Auf die Strategie kommt es an

„Die Strategien der Insekten sind sehr variabel. In fast allen Familien kommen nahezu alle Varianten vor“, sagt auch Thomas Schmitt, Direktor des Deutschen Entomologischen Instituts in Müncheberg (Brandenburg). Libellen zum Beispiel und andere Insekten, die einen Teil ihres Lebens im Wasser verbringen, legen im Spätsommer ihre Eier direkt im Wasser ab, wo sich die Larven dann – geschützt vor Frost – in Ruhe entwickeln können. Manche Käfer ziehen sich bis zu 1,50 Meter tief in die Erde zurück. Bei Hummeln, Wespen und Hornissen stirbt im Herbst jeweils das ganze Volk. Übrig bleiben allein die jungen Königinnen, die – frisch begattet – in den befruchteten Eiern bereits ein komplettes neues Volk in sich tragen. Wenn sie den Winter an einem geschützten Ort überstehen, werden sie im Frühjahr allein den neuen Staat gründen, bis im Herbst ein neuer Kreislauf mit einer neuen Königin beginnt.

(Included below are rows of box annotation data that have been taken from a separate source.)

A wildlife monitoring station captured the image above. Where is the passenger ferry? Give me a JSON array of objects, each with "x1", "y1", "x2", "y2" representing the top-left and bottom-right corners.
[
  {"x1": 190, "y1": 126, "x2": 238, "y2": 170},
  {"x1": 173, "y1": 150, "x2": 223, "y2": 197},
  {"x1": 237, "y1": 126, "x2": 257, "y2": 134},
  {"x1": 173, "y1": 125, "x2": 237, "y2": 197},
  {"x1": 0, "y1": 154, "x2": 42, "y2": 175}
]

Meisterleistung: Schmetterlinge überwintern im warmen Süden

Manche Insekten halten es in den Wintermonaten wie die Zugvögel oder betuchte Rentner: Sie fliehen in den Süden und bleiben dort so lange, bis die Bedingungen im Norden wieder annehmbarer sind. Der Admiral (Vanessa atalanta) zum Beispiel zieht sich im Herbst aus dem Norden zurück und überwintert im milderen Südwestdeutschland oder in Ostfrankreich. Der Distelfalter (Vanessa cardui) unternimmt noch deutlich weitere Wanderungen. Das Hauptverbreitungsgebiet des Falters liegt im Mittelmeerraum. Von dort wandert er im Frühjahr in Richtung Norden und landen dabei auch in Deutschland. Distelfalter gehören zu den wenigen Insekten, die sich das ganze Jahr über fortpflanzen – überall dort, wo sie sich auf ihrem Migrationszug gerade befinden. Einzelne Tiere sind tausende Kilometer unterwegs und überqueren dabei sogar die Alpen. Die Wanderung insgesamt vollzieht sich aber in mehreren Generationen: Die im Herbst abziehenden Tiere fliegen vielleicht bis Frankreich oder Spanien. Der Nachwuchs schafft es dann bis Nordafrika, und dessen Nachwuchs kehrt im Frühjahr wieder nach Europa zurück – ein echtes Mehrgenerationen-Projekt mit dem ehrgeizigen Ziel, dem Winter vollständig aus dem Weg zu gehen.